Perpendicularly directed time-averaged sound intensities; a three-dimensional view; b two-dimensional view; frequency 121 Hz; the point of excitation is marked by a cross; color bar in units of [10–6 W/m2V2]

Fig. 9
figure 9

Perpendicularly directed time-averaged sound intensities in third octave bands with center frequencies a 63 Hz b 100 Hz and c 160 Hz; d 250 Hz; two-dimensional view; the point of excitation is marked by a cross; color bar in units of [10–6 W/m2V2]
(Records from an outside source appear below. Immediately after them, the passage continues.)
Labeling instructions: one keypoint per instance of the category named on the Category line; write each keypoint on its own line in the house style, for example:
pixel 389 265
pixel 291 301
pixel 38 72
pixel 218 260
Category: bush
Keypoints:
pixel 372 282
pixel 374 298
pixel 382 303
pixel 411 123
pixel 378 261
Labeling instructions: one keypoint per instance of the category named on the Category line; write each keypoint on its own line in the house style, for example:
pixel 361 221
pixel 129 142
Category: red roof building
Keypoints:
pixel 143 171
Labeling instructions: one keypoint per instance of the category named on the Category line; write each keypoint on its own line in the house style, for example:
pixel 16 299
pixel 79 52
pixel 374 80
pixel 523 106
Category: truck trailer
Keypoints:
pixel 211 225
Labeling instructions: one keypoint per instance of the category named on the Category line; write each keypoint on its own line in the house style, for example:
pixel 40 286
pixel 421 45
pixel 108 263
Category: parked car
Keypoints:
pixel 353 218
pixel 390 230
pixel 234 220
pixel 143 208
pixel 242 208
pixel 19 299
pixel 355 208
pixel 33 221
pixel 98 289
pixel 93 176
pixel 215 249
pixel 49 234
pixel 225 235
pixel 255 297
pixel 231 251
In the example presented in Fig. 8, the number measurement nodes \(M\) is chosen with 3055, which is kept constant over all frequencies, since this is the total number of measurement positions. However, the number of boundary nodes \(B\), the number of degrees of freedom \(N\) and the number of considered eigen-solutions \(E\) are frequency-dependent. At the frequency of 121 Hz, the method in Sect. 3 inversely calculates the sound intensity with \(B\) = 1739, \(N\) = 648 and \(E\) = 426, which results in a post-processing time of 10 s using a desktop PC with 32 GB RAM and a tenth generation i7 processor.

5 Conclusion

An experimental application of the FEM-based NAH for reconstructing sound field quantities at the boundaries of a full-scale fuselage structure is realized. Measurement of the inner sound pressure field and acoustic transfer functions of a two-dimensional finite element model in combination with a one-dimensional standing wave are utilized. After checking the inverse results against vibrometer measurements, a complete picture of the noise transmission through the cabin wall is obtained by determining the time-averaged sound intensity upon the surface of insulation material covering the primary structure and on floor panels up to a frequency of 300 Hz. The method is applied in a reflective acoustic environment, while keeping a reasonable measurement time of approximately one hour. This can be advantageous compared to other methods of sound source determination. The scenario presented is based on the assumptions that a single source is present, generating a stationary sound field. Even with that simplification locations of dominant sound sources vary depending on the frequency. Nevertheless, sound intensity maps in one-third octave bands can reveal the location of sound sources especially at higher frequencies where the structure allows a more local transmission of acoustic energy in the cabin.